The reality is that there is no single continuum from underfit models to overfit models, that passes through an ideal model somewhere in between. I believe most large models will have some aspects that are overly simplified, yet other aspects that result from an unreasonable attempt to explain noise in the training items.

While I can’t define overfitting precisely, the concept is still useful. Adding flexibility to models does often make test performance drop. It is a useful shorthand to say that we will select a smaller model, or apply a form of regularization, to prevent overfitting.
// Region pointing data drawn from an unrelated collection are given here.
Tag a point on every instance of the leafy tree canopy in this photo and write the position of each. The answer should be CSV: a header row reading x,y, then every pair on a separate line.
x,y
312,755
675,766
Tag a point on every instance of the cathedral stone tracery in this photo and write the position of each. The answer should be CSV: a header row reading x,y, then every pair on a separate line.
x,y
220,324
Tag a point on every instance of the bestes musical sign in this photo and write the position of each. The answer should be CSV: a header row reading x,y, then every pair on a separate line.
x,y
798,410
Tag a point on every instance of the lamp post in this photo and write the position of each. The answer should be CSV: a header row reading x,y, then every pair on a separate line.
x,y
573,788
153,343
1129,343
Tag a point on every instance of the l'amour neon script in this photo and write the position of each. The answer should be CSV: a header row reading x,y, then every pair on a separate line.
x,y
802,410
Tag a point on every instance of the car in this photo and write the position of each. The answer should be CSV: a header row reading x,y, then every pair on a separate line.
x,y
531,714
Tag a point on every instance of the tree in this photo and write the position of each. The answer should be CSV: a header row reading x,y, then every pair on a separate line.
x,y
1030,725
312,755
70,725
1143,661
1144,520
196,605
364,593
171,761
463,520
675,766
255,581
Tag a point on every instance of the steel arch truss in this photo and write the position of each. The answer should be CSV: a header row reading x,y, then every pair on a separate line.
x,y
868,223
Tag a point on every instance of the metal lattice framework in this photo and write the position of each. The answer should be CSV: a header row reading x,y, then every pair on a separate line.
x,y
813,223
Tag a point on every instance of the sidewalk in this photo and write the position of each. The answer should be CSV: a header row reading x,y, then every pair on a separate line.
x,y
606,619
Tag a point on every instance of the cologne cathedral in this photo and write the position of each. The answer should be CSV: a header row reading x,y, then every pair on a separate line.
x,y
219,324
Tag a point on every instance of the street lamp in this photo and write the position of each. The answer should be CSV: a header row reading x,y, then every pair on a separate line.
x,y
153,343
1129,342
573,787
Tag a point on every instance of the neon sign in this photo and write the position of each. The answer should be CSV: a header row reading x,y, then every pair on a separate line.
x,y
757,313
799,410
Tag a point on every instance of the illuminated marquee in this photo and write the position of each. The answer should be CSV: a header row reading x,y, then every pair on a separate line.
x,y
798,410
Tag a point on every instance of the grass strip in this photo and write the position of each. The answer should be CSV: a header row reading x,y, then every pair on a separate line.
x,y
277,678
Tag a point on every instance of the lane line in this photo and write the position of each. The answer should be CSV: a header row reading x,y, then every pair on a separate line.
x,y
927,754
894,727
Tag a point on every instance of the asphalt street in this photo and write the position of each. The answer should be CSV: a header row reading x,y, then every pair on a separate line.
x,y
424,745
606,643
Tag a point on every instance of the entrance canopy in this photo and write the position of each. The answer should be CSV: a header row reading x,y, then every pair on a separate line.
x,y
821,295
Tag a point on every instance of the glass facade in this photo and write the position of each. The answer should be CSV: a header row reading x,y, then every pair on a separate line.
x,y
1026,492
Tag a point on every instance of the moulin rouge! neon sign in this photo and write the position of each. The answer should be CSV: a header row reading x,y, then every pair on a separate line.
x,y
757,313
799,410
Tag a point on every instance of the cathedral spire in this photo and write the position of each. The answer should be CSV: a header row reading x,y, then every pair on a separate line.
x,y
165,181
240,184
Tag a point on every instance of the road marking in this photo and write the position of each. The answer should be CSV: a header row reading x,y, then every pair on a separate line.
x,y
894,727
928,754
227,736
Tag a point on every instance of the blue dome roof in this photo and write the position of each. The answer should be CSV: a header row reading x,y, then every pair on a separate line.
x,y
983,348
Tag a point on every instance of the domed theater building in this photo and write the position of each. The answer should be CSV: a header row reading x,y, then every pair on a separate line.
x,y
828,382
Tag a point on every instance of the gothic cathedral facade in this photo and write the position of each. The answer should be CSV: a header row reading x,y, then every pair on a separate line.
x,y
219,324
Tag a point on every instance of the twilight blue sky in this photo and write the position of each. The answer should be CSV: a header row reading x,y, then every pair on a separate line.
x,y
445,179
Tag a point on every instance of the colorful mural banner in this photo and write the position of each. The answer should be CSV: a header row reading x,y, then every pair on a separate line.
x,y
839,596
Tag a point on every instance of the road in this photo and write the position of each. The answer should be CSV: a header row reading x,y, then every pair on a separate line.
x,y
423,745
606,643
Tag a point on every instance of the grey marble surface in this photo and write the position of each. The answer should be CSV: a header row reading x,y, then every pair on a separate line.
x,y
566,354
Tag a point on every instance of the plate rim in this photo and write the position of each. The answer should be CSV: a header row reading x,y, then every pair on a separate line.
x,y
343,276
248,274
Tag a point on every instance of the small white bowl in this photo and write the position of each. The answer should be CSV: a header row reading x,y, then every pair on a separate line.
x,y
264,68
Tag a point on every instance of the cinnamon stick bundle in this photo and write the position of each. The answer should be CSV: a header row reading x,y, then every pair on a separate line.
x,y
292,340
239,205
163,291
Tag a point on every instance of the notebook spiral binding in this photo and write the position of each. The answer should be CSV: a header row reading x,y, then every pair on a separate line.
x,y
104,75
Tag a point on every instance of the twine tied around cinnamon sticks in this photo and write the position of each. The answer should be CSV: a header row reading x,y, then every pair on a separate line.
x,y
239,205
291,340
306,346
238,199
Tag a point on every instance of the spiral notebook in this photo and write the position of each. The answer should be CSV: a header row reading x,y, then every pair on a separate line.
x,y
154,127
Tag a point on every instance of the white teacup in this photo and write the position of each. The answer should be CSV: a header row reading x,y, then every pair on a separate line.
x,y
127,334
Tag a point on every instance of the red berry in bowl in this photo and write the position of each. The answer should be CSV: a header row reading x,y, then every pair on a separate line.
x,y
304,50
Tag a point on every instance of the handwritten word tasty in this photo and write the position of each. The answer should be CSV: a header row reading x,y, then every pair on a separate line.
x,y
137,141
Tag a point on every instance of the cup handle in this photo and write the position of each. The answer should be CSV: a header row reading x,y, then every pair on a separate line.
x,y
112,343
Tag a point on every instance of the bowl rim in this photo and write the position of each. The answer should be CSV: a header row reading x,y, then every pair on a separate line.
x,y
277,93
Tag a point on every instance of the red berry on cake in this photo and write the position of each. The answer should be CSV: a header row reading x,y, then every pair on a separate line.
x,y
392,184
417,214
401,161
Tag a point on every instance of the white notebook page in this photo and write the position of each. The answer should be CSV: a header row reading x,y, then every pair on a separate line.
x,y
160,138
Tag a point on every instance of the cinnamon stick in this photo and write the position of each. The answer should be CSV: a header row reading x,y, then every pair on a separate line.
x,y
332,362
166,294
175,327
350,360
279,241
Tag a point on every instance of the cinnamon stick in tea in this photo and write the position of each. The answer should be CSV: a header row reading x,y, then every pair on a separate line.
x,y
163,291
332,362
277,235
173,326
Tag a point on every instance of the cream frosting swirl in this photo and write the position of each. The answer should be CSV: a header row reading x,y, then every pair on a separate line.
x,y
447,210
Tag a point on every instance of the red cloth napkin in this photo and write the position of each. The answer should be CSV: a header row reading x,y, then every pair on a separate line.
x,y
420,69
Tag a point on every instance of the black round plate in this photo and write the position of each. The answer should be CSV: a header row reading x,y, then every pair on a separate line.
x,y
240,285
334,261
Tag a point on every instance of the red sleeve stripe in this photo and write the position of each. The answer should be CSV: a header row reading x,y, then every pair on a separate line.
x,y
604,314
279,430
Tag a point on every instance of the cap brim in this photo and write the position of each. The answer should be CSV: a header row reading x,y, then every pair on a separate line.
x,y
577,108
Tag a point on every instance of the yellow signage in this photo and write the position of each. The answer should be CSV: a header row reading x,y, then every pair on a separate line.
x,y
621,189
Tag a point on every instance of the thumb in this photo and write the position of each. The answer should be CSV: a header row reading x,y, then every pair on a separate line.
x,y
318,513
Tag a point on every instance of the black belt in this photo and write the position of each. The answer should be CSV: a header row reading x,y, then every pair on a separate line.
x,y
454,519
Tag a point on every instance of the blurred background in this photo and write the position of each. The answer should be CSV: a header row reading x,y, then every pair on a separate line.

  1. I wish I knew who to credit. The “quote” given is a paraphrase of something I’ve heard in passing.

  2. In the toy example above, I artificially used a small fraction of the data for training so that we’d quickly get overfitting for demonstration purposes.

  3. Sometimes this best practice is hard to realize.

  4. To give one example: Intelligible Models for HealthCare: Predicting Pneumonia Risk and Hospital 30-day Readmission (Caruana et al., SIGKDD 2015) includes a case study where models suggest that having Asthma reduces health-related risks. This spurious result was driven by selection effects in the data.

  5. On questioning these people, I’ve found in some cases it’s due to a misinterpretation of Goodfellow et al.’s excellent Deep Learning textbook, which contains the sentence: “Overfitting occurs when the gap between the training error and test error is too large.”. Please don’t lock onto this idea naively. There is no controversy that what we actually want is good test or generalization error!